In another survey conducted in December by market research company GfK, 77 percent of Germans surveyed ranked their own country as the number one destination in which they felt safe to travel to.
“Sun, beach and sea have been replaced by security as the number one factor for travellers when it comes to picking their destination,” said Prof. Ulrich Reinhardt, who led the GfK study.
Another possible reason why good old 'Schland is the clear winner among domestic travellers is good value for money. The most popular destination within Germany for Germans is the Baltic Sea coast. Here, restaurants and hotels cost 35.5 percent less than those a hop, skip and a jump away in Denmark, according to the Urlaubsreisetrend.
The Baltic seaside resort of Prerow. Photo: DPA
According to budgetyourtrip.com, the average daily cost per traveller per day in Germany is €104. Meanwhile in neighbouring countries such as France it's €143 and in Spain it's €106.

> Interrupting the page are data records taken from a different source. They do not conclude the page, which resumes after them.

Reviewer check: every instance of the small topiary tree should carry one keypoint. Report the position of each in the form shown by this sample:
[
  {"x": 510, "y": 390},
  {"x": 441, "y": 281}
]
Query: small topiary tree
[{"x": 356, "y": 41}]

While Destatis predicts Germany’s tourism momentum to continue into 2018, the strength of its growth is also forecast to possibly weaken. Whereas visitor numbers have showed that it grew by three percent in 2017, this year the German Hotel and Restaurant Association (DEHOGA) estimates that the number of overnight stays by visitors will increase by up to 2 percent.
Regarding concerns the GNTB might have with the country’s booming tourism, PR boss Binhack points to the fact that Germany is the “world leader” in sustainable tourism – a term which The Economist defines as the promotion and creation of a tourism industry that enhances or preserves a country’s cultural, social or environmental capital.
In The Economist Intelligence Unit’s latest Sustainable Tourism Index released at the end of December, Germany ranked in second place out of a total of ten countries.
Despite trailing behind France in the ranking, “Germany is the only country in the Index which earned a perfect score on environmental governance and ranks highly for performance in wastewater treatment and biodiversity protection,” the Intelligence Unit writes.
Hikers in the Saxon Switzerland National Park. Photo: DPA
“One third of Germany’s land area is under special protection as a national park or nature park,” Binhack adds.
Inclusion is also an important aspect to sustainability, Binhack said. Along with more and more countries in Europe, Germany is increasingly prepared to welcome tourists in wheelchairs as a “pioneer in the development and marketing of accessible tourism.”